What’s slack space?
vSAN Slack Space is the free space in the vSAN Datastore reserved for vSAN’s internal operational and rebuild actions such as..
- Rebalancing operations and VM snapshots
- Component rebuilds – If you have a FTT=1 RAID1 vSAN storage Policy and you decide to change this to a FTT=1 RAID5 storage policy, vSAN will need to use extra space to perform this type of change.
- Host maintenance mode data evacuation
VMware used to recommend 25-30% of free space for Slack Space although from 7.0u1 there are a couple of new features under the Reservation and Alerts section of the vSAN Services on a cluster which can be used to control this space.
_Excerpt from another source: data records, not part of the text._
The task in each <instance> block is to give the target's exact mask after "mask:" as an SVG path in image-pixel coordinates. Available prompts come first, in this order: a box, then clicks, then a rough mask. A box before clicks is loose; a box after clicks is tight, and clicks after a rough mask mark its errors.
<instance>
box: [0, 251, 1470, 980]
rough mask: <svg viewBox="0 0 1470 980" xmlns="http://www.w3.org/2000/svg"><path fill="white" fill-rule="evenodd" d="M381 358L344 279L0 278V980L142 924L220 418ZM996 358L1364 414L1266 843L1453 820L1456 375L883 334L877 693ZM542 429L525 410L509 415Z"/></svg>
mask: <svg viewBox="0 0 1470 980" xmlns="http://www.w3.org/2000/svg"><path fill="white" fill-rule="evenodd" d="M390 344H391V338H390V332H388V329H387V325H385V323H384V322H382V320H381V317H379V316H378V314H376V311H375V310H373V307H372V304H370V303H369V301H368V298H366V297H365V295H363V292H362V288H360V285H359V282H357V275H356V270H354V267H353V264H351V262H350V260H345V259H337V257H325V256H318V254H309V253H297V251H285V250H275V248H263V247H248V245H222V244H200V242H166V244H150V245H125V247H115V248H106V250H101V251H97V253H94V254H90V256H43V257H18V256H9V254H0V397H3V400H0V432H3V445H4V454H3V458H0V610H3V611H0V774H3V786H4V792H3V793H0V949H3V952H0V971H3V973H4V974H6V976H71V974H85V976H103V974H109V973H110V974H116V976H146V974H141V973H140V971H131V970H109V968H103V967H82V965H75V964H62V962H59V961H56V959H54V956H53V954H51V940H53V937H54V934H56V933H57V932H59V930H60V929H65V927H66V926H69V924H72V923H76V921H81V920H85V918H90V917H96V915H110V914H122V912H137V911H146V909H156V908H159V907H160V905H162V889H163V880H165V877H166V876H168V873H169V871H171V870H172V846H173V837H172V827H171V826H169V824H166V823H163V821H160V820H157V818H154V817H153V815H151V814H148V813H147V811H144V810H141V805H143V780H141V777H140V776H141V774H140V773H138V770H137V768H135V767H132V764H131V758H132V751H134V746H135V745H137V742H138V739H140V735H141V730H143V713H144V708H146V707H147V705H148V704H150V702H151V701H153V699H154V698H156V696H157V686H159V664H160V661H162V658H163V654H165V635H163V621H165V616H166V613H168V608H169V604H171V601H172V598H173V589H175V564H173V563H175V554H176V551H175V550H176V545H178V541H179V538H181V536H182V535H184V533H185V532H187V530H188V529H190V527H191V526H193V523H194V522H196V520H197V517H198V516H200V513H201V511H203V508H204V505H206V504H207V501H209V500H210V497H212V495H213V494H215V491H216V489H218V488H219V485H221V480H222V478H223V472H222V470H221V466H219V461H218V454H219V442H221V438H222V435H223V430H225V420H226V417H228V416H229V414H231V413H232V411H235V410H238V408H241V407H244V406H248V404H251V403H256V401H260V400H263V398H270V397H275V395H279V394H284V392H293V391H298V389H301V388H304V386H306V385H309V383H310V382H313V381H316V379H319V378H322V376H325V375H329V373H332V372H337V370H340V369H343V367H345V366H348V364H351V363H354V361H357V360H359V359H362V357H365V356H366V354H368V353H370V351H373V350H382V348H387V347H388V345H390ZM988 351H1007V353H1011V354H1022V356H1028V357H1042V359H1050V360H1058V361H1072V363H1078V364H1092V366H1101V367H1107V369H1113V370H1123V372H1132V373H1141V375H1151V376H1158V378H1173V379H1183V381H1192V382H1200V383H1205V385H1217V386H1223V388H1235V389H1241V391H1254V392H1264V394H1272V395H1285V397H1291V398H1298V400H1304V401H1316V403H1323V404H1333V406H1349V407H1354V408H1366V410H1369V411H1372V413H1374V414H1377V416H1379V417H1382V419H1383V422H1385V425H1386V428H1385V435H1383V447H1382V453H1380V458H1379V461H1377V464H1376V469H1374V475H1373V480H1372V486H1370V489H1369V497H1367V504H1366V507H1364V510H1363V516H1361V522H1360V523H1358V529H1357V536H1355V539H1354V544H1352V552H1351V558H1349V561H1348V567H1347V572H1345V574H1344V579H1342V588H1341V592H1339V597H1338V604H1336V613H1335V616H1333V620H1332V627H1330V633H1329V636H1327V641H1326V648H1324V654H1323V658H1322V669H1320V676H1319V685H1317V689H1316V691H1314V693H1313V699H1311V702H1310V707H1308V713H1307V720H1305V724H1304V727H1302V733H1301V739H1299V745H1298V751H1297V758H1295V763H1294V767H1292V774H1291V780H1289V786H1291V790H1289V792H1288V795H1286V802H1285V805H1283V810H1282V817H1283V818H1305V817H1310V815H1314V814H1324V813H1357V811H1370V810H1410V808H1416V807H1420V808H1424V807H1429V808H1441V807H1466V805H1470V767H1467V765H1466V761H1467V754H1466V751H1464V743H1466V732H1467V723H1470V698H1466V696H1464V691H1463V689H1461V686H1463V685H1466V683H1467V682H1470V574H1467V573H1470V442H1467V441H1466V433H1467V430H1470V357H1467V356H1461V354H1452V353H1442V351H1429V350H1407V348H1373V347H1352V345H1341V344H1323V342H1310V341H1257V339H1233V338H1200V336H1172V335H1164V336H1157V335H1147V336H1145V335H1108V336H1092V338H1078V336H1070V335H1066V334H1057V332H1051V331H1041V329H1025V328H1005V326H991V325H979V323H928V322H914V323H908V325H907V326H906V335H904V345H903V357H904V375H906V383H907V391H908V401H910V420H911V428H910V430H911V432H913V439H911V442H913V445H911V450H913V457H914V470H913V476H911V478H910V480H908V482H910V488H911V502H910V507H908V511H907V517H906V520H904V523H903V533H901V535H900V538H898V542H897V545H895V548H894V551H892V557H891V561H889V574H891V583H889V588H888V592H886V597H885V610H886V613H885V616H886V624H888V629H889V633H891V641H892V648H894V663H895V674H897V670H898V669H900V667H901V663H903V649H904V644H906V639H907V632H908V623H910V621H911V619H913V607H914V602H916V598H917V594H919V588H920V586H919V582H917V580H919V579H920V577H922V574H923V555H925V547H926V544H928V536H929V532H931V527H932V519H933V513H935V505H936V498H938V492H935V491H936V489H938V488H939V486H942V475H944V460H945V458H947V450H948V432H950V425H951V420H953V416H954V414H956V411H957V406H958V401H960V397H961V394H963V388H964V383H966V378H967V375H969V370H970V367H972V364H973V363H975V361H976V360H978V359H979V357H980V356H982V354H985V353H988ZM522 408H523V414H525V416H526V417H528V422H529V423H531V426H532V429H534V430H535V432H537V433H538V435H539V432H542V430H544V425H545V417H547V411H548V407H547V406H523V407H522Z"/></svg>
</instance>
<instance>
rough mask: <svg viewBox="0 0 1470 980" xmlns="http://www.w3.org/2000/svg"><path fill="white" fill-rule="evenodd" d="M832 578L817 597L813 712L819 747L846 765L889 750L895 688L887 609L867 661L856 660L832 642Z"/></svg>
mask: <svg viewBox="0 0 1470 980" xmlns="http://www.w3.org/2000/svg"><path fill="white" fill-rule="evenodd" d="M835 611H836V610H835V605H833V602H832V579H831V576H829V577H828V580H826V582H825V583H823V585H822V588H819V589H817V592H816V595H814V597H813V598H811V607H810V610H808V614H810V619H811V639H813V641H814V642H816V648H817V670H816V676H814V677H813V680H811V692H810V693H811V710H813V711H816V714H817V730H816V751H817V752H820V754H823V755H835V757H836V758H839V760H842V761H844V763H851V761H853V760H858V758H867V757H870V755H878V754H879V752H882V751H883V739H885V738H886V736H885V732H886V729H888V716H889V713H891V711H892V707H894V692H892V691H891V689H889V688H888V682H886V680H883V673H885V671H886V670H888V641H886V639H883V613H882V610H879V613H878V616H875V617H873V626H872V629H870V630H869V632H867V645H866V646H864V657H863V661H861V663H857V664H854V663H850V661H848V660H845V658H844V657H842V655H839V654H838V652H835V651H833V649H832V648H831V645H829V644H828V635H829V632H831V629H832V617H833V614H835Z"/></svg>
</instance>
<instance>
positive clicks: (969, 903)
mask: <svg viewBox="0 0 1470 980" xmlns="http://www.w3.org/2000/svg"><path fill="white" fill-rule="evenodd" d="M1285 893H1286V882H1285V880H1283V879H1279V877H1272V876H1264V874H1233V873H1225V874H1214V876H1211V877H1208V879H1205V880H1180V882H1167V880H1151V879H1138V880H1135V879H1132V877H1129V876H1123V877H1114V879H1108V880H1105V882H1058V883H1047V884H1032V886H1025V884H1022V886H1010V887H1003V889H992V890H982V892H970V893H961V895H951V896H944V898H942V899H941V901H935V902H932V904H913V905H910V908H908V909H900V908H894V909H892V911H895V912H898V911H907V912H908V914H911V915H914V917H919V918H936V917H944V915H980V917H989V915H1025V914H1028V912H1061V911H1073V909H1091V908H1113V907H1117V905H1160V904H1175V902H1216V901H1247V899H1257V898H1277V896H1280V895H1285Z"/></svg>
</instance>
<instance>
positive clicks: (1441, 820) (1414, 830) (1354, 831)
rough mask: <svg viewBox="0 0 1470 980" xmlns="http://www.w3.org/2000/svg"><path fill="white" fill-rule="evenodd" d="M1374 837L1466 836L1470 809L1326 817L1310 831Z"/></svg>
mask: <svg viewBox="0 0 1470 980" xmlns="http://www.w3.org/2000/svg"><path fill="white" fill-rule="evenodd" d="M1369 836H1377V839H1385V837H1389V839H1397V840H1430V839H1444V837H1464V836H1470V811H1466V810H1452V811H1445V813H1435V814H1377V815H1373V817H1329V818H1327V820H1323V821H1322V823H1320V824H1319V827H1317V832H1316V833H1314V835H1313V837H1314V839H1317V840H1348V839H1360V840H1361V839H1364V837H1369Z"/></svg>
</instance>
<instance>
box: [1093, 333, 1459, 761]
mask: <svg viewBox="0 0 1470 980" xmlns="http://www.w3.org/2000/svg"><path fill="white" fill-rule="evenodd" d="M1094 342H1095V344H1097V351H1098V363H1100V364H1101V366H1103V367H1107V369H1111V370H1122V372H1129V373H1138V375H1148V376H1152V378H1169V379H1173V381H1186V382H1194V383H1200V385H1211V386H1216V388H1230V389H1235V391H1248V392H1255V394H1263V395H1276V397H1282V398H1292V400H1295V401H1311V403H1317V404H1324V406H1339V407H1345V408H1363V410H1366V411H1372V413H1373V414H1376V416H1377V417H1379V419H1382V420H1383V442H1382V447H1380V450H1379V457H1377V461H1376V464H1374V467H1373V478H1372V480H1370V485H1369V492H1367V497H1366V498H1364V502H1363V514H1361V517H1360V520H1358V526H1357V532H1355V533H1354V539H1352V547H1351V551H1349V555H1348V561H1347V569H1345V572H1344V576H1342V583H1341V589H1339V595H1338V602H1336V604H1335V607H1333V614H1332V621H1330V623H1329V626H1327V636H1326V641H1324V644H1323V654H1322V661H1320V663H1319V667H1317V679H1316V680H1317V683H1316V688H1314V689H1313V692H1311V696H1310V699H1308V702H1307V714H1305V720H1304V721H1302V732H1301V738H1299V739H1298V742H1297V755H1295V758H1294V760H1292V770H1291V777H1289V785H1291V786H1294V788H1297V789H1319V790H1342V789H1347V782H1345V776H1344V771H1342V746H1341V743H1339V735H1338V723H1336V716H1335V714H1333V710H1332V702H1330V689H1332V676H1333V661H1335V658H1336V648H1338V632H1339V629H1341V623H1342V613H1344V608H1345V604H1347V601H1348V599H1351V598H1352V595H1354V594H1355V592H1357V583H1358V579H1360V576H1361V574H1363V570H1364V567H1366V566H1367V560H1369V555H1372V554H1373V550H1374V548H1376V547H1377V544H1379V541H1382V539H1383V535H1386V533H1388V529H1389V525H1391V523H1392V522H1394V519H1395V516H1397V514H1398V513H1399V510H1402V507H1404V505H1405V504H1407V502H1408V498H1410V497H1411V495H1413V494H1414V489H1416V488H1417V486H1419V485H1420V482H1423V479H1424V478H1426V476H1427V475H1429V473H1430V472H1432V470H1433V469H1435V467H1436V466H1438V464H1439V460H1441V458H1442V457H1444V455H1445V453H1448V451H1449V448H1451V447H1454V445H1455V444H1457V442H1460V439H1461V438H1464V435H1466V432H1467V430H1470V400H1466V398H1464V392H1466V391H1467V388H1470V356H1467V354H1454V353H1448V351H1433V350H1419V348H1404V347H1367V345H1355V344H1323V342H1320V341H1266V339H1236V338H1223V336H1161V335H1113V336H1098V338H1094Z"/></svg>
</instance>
You will hear it called Capacity Reserve to reflect the methodical and improved approach to compute reserve capacity.
- Operations reserve
- Host rebuild reserve
By default, these features are disabled, meaning all vSAN capacity is available for workloads.
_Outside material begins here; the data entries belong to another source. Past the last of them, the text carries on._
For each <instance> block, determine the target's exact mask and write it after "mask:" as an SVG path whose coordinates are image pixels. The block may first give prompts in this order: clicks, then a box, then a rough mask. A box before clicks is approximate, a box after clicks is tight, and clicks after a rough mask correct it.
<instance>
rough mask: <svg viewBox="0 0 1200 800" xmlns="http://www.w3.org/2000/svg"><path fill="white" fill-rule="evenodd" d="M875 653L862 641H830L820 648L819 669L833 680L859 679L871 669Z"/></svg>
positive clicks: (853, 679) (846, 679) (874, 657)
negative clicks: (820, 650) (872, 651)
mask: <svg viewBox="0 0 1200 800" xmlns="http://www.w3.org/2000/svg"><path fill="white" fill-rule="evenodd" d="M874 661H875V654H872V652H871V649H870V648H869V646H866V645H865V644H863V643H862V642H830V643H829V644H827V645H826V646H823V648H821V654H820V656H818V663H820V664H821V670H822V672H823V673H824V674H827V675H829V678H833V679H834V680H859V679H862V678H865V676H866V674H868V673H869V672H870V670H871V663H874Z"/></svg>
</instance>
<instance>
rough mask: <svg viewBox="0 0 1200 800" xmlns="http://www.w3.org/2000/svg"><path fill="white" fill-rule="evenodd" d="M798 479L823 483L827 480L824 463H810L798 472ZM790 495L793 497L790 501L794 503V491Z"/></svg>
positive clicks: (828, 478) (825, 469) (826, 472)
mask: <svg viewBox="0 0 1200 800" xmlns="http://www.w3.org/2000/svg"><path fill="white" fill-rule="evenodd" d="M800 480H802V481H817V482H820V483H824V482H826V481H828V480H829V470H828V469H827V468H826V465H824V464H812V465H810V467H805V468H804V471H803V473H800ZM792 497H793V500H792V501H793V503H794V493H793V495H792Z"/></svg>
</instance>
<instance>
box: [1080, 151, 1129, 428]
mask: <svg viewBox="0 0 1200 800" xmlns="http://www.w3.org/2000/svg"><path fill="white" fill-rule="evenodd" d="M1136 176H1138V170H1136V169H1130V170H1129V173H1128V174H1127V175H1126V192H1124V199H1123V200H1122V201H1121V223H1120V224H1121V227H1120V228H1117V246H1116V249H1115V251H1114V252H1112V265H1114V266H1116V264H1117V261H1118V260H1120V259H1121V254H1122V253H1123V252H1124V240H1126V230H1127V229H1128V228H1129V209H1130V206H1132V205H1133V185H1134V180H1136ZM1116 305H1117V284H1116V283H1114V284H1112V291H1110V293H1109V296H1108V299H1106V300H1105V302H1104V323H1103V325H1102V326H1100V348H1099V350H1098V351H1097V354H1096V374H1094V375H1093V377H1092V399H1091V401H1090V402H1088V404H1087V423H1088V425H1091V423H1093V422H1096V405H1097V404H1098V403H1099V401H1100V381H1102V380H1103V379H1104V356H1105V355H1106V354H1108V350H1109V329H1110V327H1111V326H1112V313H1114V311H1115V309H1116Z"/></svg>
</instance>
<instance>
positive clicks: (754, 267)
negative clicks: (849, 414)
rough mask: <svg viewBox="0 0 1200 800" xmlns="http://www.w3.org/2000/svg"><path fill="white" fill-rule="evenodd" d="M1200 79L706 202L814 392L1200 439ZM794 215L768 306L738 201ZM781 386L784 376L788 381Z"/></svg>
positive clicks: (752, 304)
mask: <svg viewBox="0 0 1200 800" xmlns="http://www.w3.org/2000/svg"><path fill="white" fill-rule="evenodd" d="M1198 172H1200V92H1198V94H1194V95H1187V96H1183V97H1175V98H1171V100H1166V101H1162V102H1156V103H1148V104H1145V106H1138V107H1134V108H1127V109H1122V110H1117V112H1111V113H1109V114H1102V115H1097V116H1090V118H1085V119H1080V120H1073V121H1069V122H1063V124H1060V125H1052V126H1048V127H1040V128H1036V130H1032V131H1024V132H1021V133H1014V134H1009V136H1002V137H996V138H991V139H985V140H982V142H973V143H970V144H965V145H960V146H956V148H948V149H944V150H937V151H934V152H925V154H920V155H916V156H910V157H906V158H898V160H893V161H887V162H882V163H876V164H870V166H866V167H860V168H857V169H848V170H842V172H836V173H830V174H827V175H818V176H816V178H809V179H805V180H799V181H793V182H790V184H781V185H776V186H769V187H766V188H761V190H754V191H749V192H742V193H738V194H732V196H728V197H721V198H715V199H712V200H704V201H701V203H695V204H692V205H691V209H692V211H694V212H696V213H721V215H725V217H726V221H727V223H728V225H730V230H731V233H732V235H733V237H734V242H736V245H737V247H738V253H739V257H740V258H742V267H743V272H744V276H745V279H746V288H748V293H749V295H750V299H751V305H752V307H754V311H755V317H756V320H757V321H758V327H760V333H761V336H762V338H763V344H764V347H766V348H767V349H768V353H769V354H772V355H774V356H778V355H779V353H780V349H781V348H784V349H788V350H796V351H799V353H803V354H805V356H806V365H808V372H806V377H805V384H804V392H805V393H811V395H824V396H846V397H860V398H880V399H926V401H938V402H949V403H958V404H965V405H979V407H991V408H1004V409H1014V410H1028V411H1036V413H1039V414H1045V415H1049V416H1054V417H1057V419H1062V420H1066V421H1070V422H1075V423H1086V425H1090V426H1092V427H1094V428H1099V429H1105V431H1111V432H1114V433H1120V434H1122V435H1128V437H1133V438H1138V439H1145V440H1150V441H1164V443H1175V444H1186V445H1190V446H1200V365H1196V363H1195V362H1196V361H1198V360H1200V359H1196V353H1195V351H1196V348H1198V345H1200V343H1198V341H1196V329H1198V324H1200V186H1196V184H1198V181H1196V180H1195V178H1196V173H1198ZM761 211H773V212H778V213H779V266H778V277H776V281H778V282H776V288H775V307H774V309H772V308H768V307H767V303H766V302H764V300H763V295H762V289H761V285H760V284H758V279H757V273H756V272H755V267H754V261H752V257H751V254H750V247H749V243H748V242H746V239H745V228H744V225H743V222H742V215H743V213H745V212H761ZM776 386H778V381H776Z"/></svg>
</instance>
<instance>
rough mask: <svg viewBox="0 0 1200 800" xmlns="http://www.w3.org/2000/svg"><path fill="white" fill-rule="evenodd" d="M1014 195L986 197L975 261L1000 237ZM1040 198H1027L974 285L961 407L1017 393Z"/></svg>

Reserved capacity is not supported on stretched clusters, clusters with fault domains and nested fault domains, ROBO cluster or if the cluster has less than 4 hosts.
Reservations and Alerts
Enabling Operations Reserve for vSAN ensures that there will be enough space in the cluster for internal operations to complete successfully.
Enabling Host Rebuild Reserve allows vSAN to tolerate one host failure
When reservation is is enabled and capacity usage reaches the limit, new workloads fail to deploy or power on but existing VMs are fine.
Click Edit to view
You can customise the thresholds of when to receive warning and error alerts. The threshold percentage is calculated based on available capacity which is the total capacity minus the reserved capacity. If you do not set customised values, vSAN will use the default thresholds to generate alerts.
Operation reserve
This is basically the capacity set aside for vSAN to run it’s internal operations as seen earlier – host maintenance mode data evacuation, component rebuilds, rebalancing operations, and VM snapshots. Activities such as rebuilds and rebalancing can temporarily consume additional raw capacity.
Host rebuild reserve
The first parameter is Host Rebuild Reserve. This reservation is set to one host worth of capacity. This means that if one host in the vSAN cluster fails and no longer contributes storage, there is still sufficient capacity remaining in the cluster to rebuild and re-protect all vSAN objects. This reservation is based on the N+1 host count recommendation. In small clusters, the percentage is high (e.g. 25% in a 4-node cluster), the percentage decreases significantly as the number of hosts in vSAN cluster increases (single digit 8% approx of capacity values for clusters > 12 nodes). For example, a 48-node cluster can improve capacity savings up to 18%, resulting in greater resource optimization at a lower cost.
Unfortunately you cannot simply enable Host rebuild reserve on its own when enabling Operation Reserve. You must enable Operations reserve and then you can choose to enable Host rebuild reserve as well, or leave it disabled. Be aware that the 10% overhead of the Operations threshold is taken into consideration before the Host rebuild reserve is taken into account. For example, in a small 4/6 node vSAN cluster, the 10% Operations Reserve is first calculated and accounted for, before the Host rebuild reserve threshold is taken into account.
Considerations for both Operations reserve and Host rebuild reserve enabled
When you enable Operations reserve with the Host rebuild reserve and a host is put into maintenance mode, the host may not come back online. In this case, vSAN continues to reserve capacity for another host failure. The host failure is in addition to the host that is already in maintenance mode. This might cause the failure of operations if the capacity usage is above the host rebuild threshold
When you enable reserved capacity with the Host rebuild enabled and a host fails, vSAN may not start repairing affected objects until the repair timer expires. During this time vSAN continues to reserve capacity for another host failure. This can cause failure of operations if the capacity usage is above the current host rebuild threshold. After any repairs are complete, you can deactivate the reserved capacity for the host rebuild if the cluster does not have the capacity for another host failure.